An any event, in addition to proper emergency equipment in the planes (top quality raft, immersion suits, PLBs, etc.), Giuseppe took on the task of mapping out where large ships would be along our route using a website that tracks ships enroute and can project their future positions. He picked out ships travelling rough parallel to our course and then input their projected position at our flight time into ForeFlight for easy reference. In the event of an extreme emergency, it would be a great tool.
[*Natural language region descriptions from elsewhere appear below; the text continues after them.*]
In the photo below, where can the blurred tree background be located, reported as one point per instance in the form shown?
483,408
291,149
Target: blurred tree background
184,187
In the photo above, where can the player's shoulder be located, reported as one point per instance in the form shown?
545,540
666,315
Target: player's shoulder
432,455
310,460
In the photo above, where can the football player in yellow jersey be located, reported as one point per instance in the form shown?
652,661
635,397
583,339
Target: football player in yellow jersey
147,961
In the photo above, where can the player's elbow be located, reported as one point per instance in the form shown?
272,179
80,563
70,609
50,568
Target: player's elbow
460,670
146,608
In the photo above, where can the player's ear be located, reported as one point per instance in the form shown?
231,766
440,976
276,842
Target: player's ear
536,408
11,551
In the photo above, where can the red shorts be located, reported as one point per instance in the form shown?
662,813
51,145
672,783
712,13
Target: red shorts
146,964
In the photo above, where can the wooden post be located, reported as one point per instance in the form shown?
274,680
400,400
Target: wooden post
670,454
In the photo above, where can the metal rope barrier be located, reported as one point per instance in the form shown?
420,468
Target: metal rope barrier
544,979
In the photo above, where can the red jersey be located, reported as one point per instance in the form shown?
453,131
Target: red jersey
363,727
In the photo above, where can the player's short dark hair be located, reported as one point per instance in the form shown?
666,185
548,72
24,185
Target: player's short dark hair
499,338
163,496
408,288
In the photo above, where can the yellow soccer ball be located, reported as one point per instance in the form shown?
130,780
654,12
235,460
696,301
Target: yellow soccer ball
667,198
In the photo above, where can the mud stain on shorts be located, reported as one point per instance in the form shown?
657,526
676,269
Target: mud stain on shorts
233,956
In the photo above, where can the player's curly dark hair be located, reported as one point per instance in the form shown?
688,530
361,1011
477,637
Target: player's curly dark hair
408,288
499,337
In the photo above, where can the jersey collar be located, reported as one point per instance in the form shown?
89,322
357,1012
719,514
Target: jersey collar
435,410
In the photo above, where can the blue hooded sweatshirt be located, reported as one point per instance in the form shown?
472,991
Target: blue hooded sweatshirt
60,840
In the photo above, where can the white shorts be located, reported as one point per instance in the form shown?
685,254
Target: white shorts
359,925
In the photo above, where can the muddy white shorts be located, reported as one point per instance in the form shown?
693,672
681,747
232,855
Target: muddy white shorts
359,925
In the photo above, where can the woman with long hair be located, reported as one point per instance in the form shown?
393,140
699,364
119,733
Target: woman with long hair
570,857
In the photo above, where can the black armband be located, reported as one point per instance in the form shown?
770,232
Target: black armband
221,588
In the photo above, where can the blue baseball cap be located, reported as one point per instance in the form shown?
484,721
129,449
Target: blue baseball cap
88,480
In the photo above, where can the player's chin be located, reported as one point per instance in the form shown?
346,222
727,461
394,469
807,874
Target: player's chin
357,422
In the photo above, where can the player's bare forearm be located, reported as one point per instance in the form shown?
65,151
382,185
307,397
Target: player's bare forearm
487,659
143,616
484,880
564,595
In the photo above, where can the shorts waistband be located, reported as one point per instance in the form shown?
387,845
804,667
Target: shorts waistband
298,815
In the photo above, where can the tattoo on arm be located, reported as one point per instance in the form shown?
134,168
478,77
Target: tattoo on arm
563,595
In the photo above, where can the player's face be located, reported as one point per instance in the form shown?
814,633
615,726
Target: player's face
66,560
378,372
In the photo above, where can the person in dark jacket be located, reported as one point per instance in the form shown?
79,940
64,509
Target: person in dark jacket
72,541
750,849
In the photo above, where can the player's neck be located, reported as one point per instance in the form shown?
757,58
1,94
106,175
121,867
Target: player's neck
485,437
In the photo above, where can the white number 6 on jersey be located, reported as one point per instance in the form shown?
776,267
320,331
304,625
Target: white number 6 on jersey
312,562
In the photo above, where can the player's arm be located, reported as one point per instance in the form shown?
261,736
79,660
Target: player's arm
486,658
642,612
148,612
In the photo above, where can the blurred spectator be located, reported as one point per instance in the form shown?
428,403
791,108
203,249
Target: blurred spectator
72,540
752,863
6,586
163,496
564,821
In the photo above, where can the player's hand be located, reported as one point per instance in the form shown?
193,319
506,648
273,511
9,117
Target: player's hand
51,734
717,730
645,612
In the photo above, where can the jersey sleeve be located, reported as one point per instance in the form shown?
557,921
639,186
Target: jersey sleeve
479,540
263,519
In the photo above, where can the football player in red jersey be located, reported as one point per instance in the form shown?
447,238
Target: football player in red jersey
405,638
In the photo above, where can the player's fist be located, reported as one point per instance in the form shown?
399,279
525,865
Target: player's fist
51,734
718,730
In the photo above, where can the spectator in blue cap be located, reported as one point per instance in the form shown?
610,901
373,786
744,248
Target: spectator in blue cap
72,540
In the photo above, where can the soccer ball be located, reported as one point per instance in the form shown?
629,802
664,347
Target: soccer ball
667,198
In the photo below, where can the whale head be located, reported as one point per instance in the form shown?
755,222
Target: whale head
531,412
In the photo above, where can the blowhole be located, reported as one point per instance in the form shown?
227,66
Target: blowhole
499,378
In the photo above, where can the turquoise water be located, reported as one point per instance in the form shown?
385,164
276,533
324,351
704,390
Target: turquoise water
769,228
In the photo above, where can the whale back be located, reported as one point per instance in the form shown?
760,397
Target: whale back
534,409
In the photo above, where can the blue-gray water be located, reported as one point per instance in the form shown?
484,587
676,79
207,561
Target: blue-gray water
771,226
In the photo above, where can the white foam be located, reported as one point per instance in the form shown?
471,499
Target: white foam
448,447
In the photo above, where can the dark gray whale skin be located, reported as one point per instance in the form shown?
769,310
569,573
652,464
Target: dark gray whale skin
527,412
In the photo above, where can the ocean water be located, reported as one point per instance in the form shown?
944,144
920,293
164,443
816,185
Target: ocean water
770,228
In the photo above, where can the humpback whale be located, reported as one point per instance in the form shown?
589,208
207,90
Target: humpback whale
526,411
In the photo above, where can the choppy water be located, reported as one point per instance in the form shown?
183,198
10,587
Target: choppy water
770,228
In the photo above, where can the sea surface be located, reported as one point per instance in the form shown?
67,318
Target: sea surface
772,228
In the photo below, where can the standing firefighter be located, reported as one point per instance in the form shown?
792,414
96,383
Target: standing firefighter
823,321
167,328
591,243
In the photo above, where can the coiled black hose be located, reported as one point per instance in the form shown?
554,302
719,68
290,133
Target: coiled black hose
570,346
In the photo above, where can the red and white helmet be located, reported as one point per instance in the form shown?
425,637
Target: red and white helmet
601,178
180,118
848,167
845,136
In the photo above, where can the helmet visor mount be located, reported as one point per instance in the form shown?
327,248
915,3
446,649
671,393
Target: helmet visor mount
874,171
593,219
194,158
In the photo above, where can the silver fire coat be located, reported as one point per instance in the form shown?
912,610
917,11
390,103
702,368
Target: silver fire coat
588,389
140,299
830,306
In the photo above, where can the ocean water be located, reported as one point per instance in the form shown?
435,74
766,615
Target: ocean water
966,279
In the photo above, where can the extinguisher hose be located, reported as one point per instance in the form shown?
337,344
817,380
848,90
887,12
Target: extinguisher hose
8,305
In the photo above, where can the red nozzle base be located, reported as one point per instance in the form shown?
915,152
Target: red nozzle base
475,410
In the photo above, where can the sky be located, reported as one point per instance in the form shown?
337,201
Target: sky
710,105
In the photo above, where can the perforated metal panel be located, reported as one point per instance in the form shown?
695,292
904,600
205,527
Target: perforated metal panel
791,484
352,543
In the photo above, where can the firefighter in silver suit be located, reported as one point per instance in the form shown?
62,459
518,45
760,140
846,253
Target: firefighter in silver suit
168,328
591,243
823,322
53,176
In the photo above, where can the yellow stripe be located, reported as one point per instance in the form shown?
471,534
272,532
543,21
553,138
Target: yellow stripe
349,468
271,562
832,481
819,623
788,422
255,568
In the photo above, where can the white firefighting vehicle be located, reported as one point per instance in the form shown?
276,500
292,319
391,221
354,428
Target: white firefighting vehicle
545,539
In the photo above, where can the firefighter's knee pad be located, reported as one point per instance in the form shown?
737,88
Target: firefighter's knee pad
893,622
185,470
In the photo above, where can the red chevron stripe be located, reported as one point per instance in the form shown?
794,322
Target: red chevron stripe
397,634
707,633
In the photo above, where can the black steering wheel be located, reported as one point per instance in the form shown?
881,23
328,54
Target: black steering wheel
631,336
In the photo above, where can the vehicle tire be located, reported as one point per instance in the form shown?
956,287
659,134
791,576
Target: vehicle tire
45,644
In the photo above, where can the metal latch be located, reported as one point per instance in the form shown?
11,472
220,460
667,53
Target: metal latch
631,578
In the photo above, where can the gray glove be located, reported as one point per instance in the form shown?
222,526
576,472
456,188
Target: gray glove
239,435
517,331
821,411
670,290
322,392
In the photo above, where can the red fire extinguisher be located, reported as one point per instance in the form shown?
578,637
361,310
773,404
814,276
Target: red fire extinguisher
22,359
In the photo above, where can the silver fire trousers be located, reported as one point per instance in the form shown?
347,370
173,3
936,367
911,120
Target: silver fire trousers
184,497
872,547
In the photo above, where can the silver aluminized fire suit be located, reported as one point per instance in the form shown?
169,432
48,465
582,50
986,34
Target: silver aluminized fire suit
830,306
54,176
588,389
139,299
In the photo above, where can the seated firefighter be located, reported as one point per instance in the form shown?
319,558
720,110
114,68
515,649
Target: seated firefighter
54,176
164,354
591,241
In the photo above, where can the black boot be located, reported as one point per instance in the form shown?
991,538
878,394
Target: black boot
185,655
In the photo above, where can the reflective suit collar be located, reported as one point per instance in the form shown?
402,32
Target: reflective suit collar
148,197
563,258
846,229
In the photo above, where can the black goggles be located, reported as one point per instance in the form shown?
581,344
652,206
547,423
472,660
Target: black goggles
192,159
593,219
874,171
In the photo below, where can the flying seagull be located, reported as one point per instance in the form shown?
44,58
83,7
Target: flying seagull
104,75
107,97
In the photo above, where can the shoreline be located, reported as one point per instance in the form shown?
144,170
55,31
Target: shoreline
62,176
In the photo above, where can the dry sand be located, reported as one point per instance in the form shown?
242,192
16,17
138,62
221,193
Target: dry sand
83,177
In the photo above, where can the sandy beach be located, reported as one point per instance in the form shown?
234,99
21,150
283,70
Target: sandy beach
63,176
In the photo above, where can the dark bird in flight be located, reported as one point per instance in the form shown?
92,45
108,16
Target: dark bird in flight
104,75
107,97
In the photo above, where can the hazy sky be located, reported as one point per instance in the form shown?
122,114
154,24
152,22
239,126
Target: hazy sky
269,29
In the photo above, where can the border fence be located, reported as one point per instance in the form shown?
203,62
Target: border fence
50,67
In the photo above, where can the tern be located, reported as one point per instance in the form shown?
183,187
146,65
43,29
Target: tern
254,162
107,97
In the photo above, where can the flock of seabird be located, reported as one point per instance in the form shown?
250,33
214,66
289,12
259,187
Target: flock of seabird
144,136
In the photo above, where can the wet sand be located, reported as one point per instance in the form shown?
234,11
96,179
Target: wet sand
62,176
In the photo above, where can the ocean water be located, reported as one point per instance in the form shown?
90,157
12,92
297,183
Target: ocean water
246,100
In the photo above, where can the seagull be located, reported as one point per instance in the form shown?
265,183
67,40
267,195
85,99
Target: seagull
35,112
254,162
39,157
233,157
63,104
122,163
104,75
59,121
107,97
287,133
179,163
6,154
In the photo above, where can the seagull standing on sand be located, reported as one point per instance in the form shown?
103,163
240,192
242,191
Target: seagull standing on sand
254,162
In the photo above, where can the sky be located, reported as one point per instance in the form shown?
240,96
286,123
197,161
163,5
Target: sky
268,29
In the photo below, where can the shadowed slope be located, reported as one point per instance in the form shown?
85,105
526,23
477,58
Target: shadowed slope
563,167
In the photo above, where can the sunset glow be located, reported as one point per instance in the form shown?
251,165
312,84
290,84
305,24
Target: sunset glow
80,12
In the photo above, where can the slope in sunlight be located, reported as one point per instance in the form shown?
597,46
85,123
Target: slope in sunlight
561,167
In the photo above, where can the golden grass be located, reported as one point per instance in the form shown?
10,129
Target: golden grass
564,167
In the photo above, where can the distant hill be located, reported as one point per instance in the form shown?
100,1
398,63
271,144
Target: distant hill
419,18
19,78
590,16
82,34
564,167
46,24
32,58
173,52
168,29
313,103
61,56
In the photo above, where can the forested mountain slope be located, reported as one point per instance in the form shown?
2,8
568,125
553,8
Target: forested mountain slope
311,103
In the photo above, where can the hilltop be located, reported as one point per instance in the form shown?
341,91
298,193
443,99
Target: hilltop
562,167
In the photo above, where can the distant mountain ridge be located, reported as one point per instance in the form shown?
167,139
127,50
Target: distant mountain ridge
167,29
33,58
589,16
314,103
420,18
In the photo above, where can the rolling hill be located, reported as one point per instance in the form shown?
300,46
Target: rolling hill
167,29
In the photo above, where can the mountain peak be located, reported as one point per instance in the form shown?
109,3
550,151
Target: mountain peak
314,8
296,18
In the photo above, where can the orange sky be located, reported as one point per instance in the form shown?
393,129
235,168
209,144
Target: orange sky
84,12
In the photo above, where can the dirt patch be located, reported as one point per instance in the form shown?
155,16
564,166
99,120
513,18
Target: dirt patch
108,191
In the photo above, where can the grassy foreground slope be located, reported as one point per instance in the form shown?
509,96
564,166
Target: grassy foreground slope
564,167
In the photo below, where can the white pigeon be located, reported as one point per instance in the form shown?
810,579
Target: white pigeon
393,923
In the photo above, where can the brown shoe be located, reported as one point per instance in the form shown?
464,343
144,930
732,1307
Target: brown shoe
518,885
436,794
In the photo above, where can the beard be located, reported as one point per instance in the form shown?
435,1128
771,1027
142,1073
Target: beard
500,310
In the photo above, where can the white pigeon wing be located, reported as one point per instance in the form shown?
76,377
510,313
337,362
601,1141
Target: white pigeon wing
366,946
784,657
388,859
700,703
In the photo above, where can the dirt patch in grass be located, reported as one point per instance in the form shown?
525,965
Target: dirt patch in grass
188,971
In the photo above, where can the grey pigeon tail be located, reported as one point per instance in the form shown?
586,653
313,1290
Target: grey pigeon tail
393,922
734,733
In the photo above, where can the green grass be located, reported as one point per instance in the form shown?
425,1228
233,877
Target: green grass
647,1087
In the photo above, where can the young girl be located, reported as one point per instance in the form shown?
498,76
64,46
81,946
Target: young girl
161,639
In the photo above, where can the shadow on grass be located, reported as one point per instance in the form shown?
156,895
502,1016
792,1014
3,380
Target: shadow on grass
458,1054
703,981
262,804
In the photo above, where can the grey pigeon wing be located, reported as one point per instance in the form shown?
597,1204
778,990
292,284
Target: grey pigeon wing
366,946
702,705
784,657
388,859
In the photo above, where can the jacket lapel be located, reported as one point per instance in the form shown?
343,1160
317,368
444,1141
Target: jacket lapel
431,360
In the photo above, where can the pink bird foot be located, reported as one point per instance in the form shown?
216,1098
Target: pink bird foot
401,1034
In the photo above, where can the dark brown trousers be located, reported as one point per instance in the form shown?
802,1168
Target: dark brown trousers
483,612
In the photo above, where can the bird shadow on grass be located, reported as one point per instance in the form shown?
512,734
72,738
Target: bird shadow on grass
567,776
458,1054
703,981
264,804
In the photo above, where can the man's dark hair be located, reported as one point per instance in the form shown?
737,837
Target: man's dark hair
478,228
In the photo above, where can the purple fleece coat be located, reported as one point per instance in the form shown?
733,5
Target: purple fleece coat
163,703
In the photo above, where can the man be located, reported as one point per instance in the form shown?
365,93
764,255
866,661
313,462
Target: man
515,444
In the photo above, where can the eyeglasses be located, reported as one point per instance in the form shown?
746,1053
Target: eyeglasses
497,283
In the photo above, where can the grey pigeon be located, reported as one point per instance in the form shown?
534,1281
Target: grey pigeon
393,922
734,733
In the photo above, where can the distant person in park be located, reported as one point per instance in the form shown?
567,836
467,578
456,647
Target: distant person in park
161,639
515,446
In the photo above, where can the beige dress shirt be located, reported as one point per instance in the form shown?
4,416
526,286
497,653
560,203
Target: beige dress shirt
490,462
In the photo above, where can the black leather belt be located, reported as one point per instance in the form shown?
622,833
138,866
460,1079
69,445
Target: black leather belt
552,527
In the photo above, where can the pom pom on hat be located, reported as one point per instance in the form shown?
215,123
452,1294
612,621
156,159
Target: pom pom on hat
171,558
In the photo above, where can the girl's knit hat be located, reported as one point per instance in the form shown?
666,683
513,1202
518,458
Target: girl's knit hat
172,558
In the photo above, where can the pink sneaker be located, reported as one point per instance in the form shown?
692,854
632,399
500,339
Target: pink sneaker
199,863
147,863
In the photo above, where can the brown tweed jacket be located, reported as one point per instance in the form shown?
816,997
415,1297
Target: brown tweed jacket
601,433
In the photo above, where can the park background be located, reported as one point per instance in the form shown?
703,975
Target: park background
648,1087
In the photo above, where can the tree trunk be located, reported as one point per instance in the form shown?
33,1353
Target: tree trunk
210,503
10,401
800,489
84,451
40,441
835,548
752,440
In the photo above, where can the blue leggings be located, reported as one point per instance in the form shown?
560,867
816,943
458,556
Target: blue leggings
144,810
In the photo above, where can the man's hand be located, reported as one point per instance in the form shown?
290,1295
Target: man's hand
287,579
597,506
However, everything went well for the flight and none of the emergency procedures were needed.

We crossed the equator for a third time for the pilots (first time for the ladies)...


As we started our descent into Natal, we made minor deviations to avoid some bumpy looking clouds and landed in good weather.

The final approach to Natal...


The paperwork in Brazil was fairly extensive and it took a while to get it all squared away. But, when finally done, the flight crew were happy campers and looking forward to a day off the next day in Natal.  


The next flying day will be a long two leg trip from Natal to Mar del Plata, Argentina with a fuel stop in Sao Paulo, Brazil. It will be around 10 hours of flying, so we are glad to have a day off for R&R beforehand.